最近、システム開発の世界で「アジャイル開発」という語をよく耳にするようになりました。「アジャイル(agile)」とは、英語で敏捷とか素早いという意味があります。
この「アジャイル開発」には、れっきとしたルーツがあります。それは、2001年、アメリカのユタ州に集まった、17人のコンピュータ・エンジニアによって発表された「アジャイルソフトウェア開発宣言」です。ここに、「アジャイル開発」の精神が明記されています。
アジャイルソフトウェア開発宣言
「アジャイルソフトウェア開発宣言」では、よりよい開発方法として、まず4つの「価値を置くべきこと」について述べています。
4つの価値
- プロセスやツールよりも、個人と対話を
- 包括なドキュメントよりも、動くソフトウェアを
- 契約交渉よりも、顧客との協調を
- 計画に従うことよりも、変化への対応を
これらからは、従来のソフトウェア開発でありがちだった様々な問題からの脱却、という意思が感じられます。それは例えば、組織・形式・約束・計画といったものにがんじがらめになって、融通が効かない、というような構造的な問題です。

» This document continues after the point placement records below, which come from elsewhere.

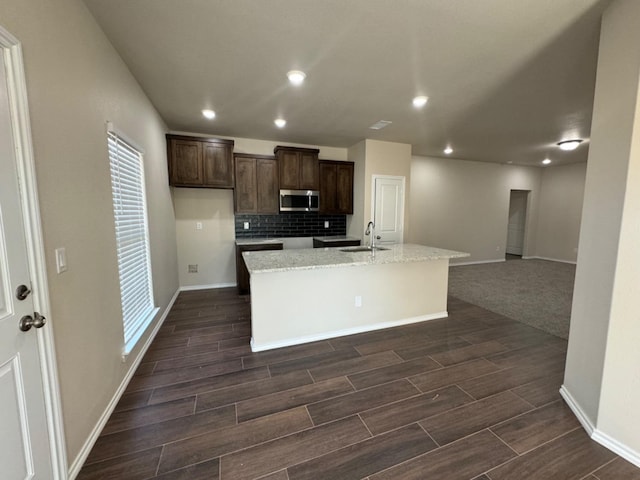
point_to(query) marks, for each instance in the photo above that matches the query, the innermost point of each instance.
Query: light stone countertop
(257, 241)
(336, 238)
(312, 258)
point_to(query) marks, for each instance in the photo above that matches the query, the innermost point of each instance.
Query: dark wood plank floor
(474, 396)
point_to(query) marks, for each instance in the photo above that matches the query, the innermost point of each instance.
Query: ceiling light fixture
(569, 144)
(210, 114)
(296, 77)
(420, 101)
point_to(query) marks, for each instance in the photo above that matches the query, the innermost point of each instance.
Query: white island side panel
(305, 305)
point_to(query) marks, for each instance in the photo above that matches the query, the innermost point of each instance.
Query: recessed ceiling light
(420, 101)
(296, 77)
(380, 125)
(210, 114)
(569, 144)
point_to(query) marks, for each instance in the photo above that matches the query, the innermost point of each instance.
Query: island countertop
(313, 258)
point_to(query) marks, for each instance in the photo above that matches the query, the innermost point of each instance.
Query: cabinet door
(267, 186)
(309, 176)
(344, 188)
(217, 165)
(328, 187)
(186, 163)
(246, 197)
(289, 170)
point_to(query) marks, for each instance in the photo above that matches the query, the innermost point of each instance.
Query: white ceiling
(506, 79)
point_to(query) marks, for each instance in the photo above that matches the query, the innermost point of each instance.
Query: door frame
(11, 50)
(374, 177)
(525, 222)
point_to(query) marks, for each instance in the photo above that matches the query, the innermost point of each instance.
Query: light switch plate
(61, 260)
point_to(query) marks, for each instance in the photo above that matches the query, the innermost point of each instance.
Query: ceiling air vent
(380, 125)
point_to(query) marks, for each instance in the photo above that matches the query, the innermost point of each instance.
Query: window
(132, 239)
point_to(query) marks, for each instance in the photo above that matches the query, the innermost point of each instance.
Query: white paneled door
(388, 205)
(24, 440)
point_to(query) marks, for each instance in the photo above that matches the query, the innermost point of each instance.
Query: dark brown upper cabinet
(336, 187)
(200, 162)
(256, 189)
(299, 168)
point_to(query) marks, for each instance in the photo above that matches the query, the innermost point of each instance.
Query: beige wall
(464, 206)
(373, 157)
(601, 376)
(387, 158)
(561, 196)
(355, 222)
(213, 247)
(76, 82)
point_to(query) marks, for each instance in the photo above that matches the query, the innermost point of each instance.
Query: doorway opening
(516, 227)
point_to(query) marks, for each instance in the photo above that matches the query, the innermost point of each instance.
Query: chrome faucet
(371, 232)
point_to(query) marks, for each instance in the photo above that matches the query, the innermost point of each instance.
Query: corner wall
(601, 381)
(76, 82)
(561, 198)
(464, 206)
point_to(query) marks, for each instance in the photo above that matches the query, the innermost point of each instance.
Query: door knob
(22, 292)
(28, 321)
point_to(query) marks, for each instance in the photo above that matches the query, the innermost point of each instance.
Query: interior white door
(24, 441)
(388, 214)
(517, 221)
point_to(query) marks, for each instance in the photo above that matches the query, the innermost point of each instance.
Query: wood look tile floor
(473, 396)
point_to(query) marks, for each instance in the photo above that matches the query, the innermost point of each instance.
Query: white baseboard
(549, 259)
(347, 331)
(187, 288)
(596, 435)
(582, 417)
(77, 464)
(616, 447)
(498, 260)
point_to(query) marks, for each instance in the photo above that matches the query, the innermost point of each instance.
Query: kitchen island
(305, 295)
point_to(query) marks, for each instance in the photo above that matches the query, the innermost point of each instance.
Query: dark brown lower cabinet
(242, 274)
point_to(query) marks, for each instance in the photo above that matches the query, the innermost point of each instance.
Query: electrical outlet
(61, 260)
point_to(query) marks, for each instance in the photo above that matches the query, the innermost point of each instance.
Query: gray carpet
(535, 292)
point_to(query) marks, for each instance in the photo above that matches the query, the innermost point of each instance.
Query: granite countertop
(257, 241)
(335, 238)
(312, 258)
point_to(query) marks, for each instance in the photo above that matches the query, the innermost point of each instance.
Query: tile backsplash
(290, 224)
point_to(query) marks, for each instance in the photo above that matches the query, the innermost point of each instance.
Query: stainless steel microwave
(299, 200)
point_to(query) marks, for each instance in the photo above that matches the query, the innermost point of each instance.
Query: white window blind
(132, 239)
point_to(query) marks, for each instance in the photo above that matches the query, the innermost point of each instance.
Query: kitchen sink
(362, 249)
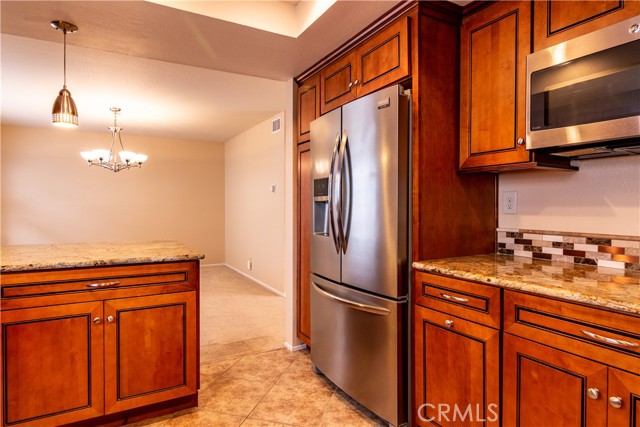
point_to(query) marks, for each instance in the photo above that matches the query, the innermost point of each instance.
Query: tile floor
(271, 389)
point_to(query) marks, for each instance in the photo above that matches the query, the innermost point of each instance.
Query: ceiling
(173, 72)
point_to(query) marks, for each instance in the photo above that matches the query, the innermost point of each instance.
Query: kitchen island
(96, 334)
(516, 338)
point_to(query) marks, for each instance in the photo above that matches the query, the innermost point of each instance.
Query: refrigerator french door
(359, 249)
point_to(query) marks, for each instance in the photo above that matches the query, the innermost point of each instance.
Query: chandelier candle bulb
(107, 158)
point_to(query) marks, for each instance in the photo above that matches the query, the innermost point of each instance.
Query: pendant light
(64, 112)
(107, 159)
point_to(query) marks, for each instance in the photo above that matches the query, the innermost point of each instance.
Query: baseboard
(295, 347)
(264, 285)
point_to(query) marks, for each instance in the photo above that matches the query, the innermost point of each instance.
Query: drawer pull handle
(593, 393)
(609, 340)
(103, 285)
(616, 402)
(452, 298)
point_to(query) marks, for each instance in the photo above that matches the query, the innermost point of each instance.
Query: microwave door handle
(330, 191)
(353, 304)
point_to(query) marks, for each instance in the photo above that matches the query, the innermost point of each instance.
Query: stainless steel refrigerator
(359, 249)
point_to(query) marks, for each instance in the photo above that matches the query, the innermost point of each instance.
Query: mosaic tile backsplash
(621, 252)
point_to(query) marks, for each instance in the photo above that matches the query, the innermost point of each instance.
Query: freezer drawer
(358, 344)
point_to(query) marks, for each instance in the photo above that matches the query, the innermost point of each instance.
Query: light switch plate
(510, 202)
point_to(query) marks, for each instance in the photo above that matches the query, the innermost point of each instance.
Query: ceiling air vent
(275, 125)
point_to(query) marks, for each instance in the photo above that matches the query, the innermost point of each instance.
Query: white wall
(255, 217)
(50, 195)
(603, 197)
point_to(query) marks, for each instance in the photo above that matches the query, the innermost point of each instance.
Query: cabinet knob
(616, 402)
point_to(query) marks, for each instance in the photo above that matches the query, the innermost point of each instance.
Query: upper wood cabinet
(52, 371)
(494, 43)
(556, 21)
(308, 106)
(379, 61)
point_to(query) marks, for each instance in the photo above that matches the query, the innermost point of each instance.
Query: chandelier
(107, 158)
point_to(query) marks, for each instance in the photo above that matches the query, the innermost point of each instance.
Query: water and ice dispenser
(321, 206)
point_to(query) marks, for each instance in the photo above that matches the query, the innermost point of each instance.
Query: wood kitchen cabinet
(149, 345)
(308, 106)
(543, 383)
(304, 244)
(52, 364)
(494, 44)
(79, 345)
(456, 360)
(556, 21)
(379, 61)
(575, 365)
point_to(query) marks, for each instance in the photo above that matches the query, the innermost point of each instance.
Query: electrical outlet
(510, 200)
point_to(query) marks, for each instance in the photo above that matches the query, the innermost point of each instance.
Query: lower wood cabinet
(88, 363)
(52, 364)
(551, 362)
(547, 386)
(456, 352)
(149, 350)
(457, 371)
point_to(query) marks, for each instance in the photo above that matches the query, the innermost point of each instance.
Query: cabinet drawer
(42, 283)
(588, 331)
(471, 301)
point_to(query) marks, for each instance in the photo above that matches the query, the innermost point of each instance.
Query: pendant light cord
(64, 32)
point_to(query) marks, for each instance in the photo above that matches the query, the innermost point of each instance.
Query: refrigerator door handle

半導体や通信分野における急速で著しい技術革新によって、インターネットは急速に発展しました。また、AI・ビッグデータ・機械学習などの新しいソフトウェア技術が出現しました。このため、システムに求められる機能や性能は、日々変化しています。
このような状況に対応するには、柔軟で機敏に仕様を変えられる、新しい開発手法が必要だ、と彼らは考えました。
以上のような宣言から始まったアジャイル開発は、前述のように時代の潮流に合ったソフトウェア開発手法として、ソフトウェア・エンジニアに受け入れられ、発展・普及してきました。
ではアジャイル開発とは具体的にどのように行うのでしょうか?次章でご説明します。
アジャイル開発の流れと手法
アジャイル開発の進め方と、代表的な手法をご説明します。
アジャイル開発のスタート
アジャイル開発では、初めから厳密な仕様を決めることはせず、おおよその仕様と要求だけを決めます。アジャイル開発では、後で仕様変更があることを前提にしているからです。次に、おおよその仕様・要求に基づいて、システムを小さな機能ユニットに分割して、ユニットごとに開発を行います。
イテレーション
アジャイル開発は、「イテレーション(iteration)」というサイクルを繰り返して進めます。イテレーションとは、英語で反復という意味ですが、その通り、ユニットごとに「計画」→「設計」→「実装」→「テスト」というプロセスを何度も繰り返し、機能ユニットを改善していきます。1回のサイクルは、1〜2週間ごとが一般的です。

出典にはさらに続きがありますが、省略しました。